Rina adds Asia is a growing market for EV in terms of its whole supply chain, with China as the biggest adopter of EV for 4 wheels, while ASEAN leads the 2-wheeler segment. She emphasized that the private sector can only grow well in the green market if there is a good ecosystem to support it.

With the completion of all four talks, the speakers were invited for a panel discussion to deliberate on ‘The Good, The Bad and the Ugly of Innovate to Zero.’ Moderated by Frost & Sullivan’s Senior Vice President, Global Client Lead, Dinesh Sampath Rangaraj, the discussion once again highlighted the strong need for regulators’ support to drive change in the ecosystem.

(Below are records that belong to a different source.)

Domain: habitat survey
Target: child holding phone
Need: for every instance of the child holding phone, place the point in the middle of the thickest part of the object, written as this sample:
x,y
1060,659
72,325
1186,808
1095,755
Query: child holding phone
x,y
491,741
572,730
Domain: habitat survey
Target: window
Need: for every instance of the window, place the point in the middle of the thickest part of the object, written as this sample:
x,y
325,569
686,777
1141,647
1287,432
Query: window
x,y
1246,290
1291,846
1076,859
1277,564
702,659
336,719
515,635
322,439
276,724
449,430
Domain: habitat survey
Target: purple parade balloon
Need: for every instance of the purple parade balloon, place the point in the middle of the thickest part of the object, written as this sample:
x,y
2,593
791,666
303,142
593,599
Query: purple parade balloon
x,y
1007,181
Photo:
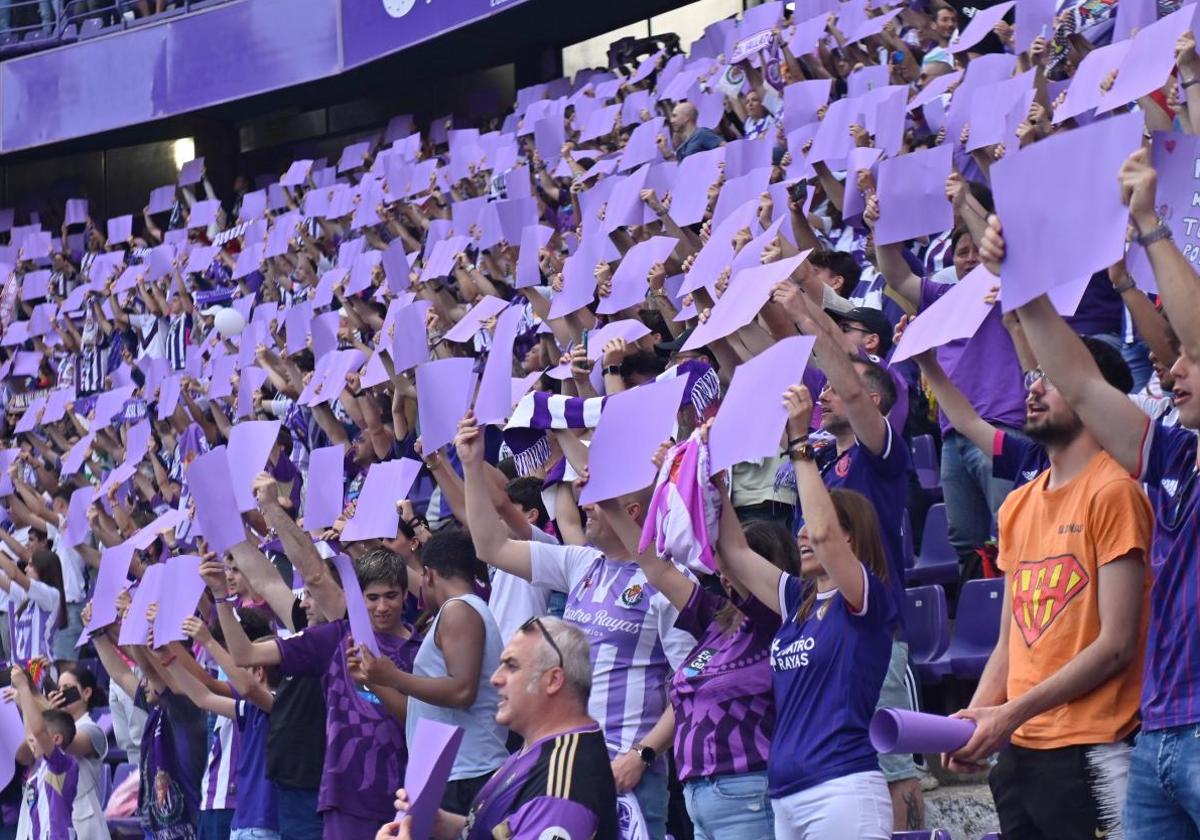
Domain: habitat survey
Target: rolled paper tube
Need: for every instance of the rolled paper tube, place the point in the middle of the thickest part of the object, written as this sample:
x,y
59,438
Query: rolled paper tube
x,y
904,731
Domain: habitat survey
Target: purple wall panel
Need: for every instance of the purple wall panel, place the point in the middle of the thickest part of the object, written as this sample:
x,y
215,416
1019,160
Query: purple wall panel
x,y
195,61
247,48
370,29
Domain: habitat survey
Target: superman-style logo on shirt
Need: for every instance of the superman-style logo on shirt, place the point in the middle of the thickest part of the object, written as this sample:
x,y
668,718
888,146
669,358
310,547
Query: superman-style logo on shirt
x,y
1042,591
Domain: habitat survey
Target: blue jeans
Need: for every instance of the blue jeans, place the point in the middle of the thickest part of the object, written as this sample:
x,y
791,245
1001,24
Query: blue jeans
x,y
652,796
299,819
1137,357
65,640
733,807
46,10
1164,785
972,495
215,825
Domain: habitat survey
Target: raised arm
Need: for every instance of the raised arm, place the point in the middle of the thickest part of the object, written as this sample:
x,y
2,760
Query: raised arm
x,y
300,550
265,580
821,525
891,259
753,571
1174,275
958,408
1117,424
487,531
31,711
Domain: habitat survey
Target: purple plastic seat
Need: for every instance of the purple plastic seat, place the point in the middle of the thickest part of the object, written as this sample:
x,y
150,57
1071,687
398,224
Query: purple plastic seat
x,y
928,627
924,460
906,540
121,773
936,562
977,627
90,28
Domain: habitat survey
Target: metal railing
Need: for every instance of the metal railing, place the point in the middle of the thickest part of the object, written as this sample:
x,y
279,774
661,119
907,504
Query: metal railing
x,y
28,25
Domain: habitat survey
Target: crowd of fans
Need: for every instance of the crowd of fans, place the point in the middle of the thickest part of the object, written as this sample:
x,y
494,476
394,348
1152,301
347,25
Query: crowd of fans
x,y
587,431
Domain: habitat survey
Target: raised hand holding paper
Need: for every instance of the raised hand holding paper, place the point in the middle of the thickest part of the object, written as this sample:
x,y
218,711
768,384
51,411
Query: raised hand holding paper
x,y
355,606
898,731
431,756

One of the questions raised during the discussion was how companies can set realistic and achievable targets towards zero. Naeem shared that every target set would contain aspects of disruption. From a public sector standpoint, Nik Nazree shared that targets need to be quantified, highly detailed, and achieved within a specific timeline for it to be implemented. For Rina’s view as an investor, market understanding is crucial to evaluate whether those targets make sense.

During the lively discussion, it was highlighted that the public sector was trying its best to align with the government’s aspiration and though change may come slowly, it was moving in the right direction.

The event is part of Frost & Sullivan’s continuous efforts to partner with organizations and support them in developing their transformation roadmaps for areas such as digital transformation, decarbonization strategies, hydrogen economy, waste-to-energy, and sustainable supply chains.